Well, the problem with Breakingviews is that they take about ten minutes to research a company and not two weeks. I happen to have done a lot of research into Expedia, and while I did not own it in the Vestopia portfolio I manage, my hedge fund owned loads of it - we bought it at ~$18 late last year. Here's why Diller's buyback creates value:
Expedia had about $600M in adjusted operating earning in the last 12 months. By "adjusted" I mean that I take out a lot of the accounting charges that the company is required to take for the amortization of intangibles. Anyway, let's assume that the company spends the $3.2B in debt to buy back shares at the top of the tender offer range - $30/share. That would retire ~107M shares, leaving Expedia with ~244M shares left (adjusted for outstanding options). Assuming an 8% cost of debt (which is mind-blowingly conservative - Expedia will likely pay 100bp below that), that means that from the $600M in operating earnings, ~$250M will go to interest payments. That leaves about $1.50 in operating earnings per share of Expedia stock. Tax that at 30%, and you get about $1/share in free cash flow.
Now, one might argue that a 3.33% FCF yield is low (with the stock at ~30/share presently). I would argue that for a company with presently trough margins, incredibly low capital intensity, and high-single digit revenue growth for as far out as the eye could see, a 3.3% FCF yield is pretty good. Even a bit cheap. As for full disclosure, my hedge fund unloaded Expedia yesterday after the run-up.
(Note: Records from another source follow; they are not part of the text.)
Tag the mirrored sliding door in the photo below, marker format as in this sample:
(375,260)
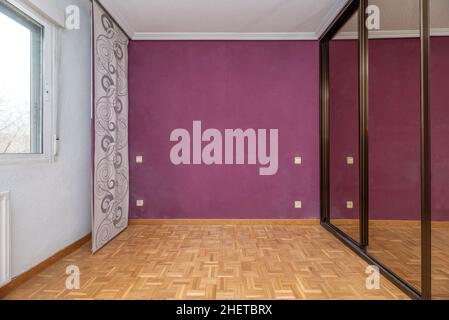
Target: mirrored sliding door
(439,110)
(394,153)
(344,129)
My fair value estimate for the stock before the buy-back announcement was ~$28/share. After the buyback announcement, I calculate a fair value of $35/share. Not a bad increase in value. Diller was simply selling a rich asset (debt) and buying back a relatively cheap asset (his stock). That's good capital allocation, and it's unsurprising from someone who own 50% of the company.